« Une femme enceinte ne nous proclame ni plus ni moins que :
eh ben oui, je baise ! Et je vous emmerde ».


Aujourd’hui dans l’autobus, je me suis surpris à vouloir tromper mon ennui. Enumérant mentalement les femmes présentes, j’ai fais une estimation du nombre de seins contenus par l’autobus. Facile me direz vous : sauf ablation regrettable, on multiplie par deux. Puis j’évaluais le poids moyen de chacun d’entre eux – une femme enceinte faisant lourdement pencher la balance – et obtenais ainsi le poids total du corpus mammaire environnant.

On peut trouver ce jeu puéril, mais il confère une certaine densité à un moment sans attrait particulier. Je vous assure que le voyageur solitaire en compagnie soudain de 47 kilos de seins, trouve le moment moins long.

Dans le bus, j’occupe sans vergogne la place « réservée aux mutilés de guerre », qui sont mes amis. Des gens aptes à me comprendre. Il paraît que les amputés ressentent encore un moment la douleur dans le vide du bras ou de la jambe absente. Ca me fait la même chose avec Isabelle. L’absence est une amputation. Et le membre disparu de notre couple, continue  à nous faire souffrir.
La différence avec les amputés, c’est qu’eux n’ont pas en plus le désagrément de voir leur bras ou leur jambe partis sur un autre corps, continuer tranquillement leur vie de membre, au service de quelqu’un d’autre, et les ignorant superbement.

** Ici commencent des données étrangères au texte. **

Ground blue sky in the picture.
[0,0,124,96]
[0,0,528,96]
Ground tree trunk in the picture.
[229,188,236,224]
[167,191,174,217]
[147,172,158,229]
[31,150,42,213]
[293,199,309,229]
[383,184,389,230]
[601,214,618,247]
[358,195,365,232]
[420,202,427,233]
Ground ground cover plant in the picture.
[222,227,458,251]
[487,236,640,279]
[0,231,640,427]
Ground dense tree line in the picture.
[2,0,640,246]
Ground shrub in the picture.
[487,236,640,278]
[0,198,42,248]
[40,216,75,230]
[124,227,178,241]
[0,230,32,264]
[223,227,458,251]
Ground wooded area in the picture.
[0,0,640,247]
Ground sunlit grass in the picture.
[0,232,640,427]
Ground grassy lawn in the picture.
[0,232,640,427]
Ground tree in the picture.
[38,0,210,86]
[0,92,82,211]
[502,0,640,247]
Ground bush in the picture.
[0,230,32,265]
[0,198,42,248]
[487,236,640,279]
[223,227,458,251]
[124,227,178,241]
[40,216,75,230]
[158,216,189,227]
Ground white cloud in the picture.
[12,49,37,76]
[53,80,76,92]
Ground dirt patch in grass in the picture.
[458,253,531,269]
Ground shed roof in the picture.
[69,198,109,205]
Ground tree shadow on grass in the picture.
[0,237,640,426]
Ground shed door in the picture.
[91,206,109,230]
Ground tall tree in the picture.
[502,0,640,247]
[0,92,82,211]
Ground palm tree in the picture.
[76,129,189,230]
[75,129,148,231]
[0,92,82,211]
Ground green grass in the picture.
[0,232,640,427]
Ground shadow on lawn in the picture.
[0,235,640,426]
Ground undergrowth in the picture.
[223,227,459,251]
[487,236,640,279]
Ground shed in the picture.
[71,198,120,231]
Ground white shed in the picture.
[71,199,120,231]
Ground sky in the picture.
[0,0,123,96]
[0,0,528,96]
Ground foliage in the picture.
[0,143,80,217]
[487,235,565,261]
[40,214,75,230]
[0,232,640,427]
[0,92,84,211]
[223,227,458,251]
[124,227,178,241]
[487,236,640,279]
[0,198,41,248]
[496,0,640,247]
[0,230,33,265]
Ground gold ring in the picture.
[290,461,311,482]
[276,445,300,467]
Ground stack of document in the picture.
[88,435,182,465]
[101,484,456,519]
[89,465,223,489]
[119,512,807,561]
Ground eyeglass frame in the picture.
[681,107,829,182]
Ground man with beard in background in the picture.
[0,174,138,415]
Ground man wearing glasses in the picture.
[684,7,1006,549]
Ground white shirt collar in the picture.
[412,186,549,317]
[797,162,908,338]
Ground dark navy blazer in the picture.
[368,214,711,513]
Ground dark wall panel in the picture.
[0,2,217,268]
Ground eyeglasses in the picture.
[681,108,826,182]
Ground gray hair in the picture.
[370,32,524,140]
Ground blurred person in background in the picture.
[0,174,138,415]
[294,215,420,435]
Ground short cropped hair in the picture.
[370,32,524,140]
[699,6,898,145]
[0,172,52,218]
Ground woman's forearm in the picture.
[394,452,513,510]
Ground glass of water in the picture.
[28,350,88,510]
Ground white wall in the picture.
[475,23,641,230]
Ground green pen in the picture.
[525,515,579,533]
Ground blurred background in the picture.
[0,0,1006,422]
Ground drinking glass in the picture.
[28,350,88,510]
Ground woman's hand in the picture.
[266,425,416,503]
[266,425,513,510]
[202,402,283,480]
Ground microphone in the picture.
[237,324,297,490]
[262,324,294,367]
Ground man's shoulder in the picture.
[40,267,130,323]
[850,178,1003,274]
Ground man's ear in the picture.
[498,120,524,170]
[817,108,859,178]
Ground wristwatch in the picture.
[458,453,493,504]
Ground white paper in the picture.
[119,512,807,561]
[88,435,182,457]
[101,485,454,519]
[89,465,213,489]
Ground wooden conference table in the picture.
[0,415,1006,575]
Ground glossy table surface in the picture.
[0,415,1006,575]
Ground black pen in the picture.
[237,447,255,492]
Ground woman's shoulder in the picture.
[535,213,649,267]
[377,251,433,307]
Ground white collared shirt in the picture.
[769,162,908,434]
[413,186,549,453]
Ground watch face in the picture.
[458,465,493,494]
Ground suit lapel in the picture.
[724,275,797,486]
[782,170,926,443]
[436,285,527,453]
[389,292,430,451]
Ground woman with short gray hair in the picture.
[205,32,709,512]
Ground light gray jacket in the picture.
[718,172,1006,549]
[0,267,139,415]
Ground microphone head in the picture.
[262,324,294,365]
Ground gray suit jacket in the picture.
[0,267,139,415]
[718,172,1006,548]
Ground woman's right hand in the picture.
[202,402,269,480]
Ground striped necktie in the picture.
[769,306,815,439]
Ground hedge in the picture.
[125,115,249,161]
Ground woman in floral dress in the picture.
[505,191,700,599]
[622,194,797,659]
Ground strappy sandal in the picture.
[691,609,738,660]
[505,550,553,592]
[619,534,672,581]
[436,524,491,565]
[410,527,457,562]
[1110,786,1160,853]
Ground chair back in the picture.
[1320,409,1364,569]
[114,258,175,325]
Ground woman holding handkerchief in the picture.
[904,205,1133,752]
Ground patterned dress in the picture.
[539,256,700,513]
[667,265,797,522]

Je propose d’attribuer dans les autobus, les places réservées  en priorité aux « mutilés de guerre », qui sont de moins en moins nombreux, aux grands blessés du coeur. Ces âmes en souffrance, amputés de l’être aimé, posant leurs fesses tristes sur des strapontins réservés, attireraient ainsi la compassion des voyageurs. Alors qu’anonymes dans la foule, rien ne les désigne comme tombés au champ d’amour.

Dans la hiérarchie des prioritaires, je les situe même devant les femmes enceintes, dont le ventre généreux témoigne sans ambiguïté d’un accouplement plus ou moins récent, et donc, pardonnez-moi, ça va plutôt bien de ce côté-là, je n’ai pas envie de les plaindre. Une femme qui vous dit en montrant son ventre « j’en suis à trois mois », ne vous dis ni plus ni moins, pas d’hypocrisie, « j’ai eu un rapport sexuel il y a trois mois ». Personnellement je ne peux pas en dire autant.

Personne n’affiche avec autant de décontraction un détail aussi intime de sa vie. Chez aucun passager de ce bus, on ne peut deviner et dater aussi précisément, avec la même folle indécence, la pénétration d’un organe dans l’autre. Une femme enceinte, pardonnez-moi d’insister - mais c’est que j’ai l’impression que tout le monde s’en fout -, ne nous proclame ni plus ni moins que : « eh ben oui, je baise ! Et je vous emmerde ».

Voilà pourquoi on ne me verra JAMAIS céder ma place à une femme enceinte ; je resterai cramponné au siège dénonçant l’imposture, moi le seul vrai mutilé devant Dieu.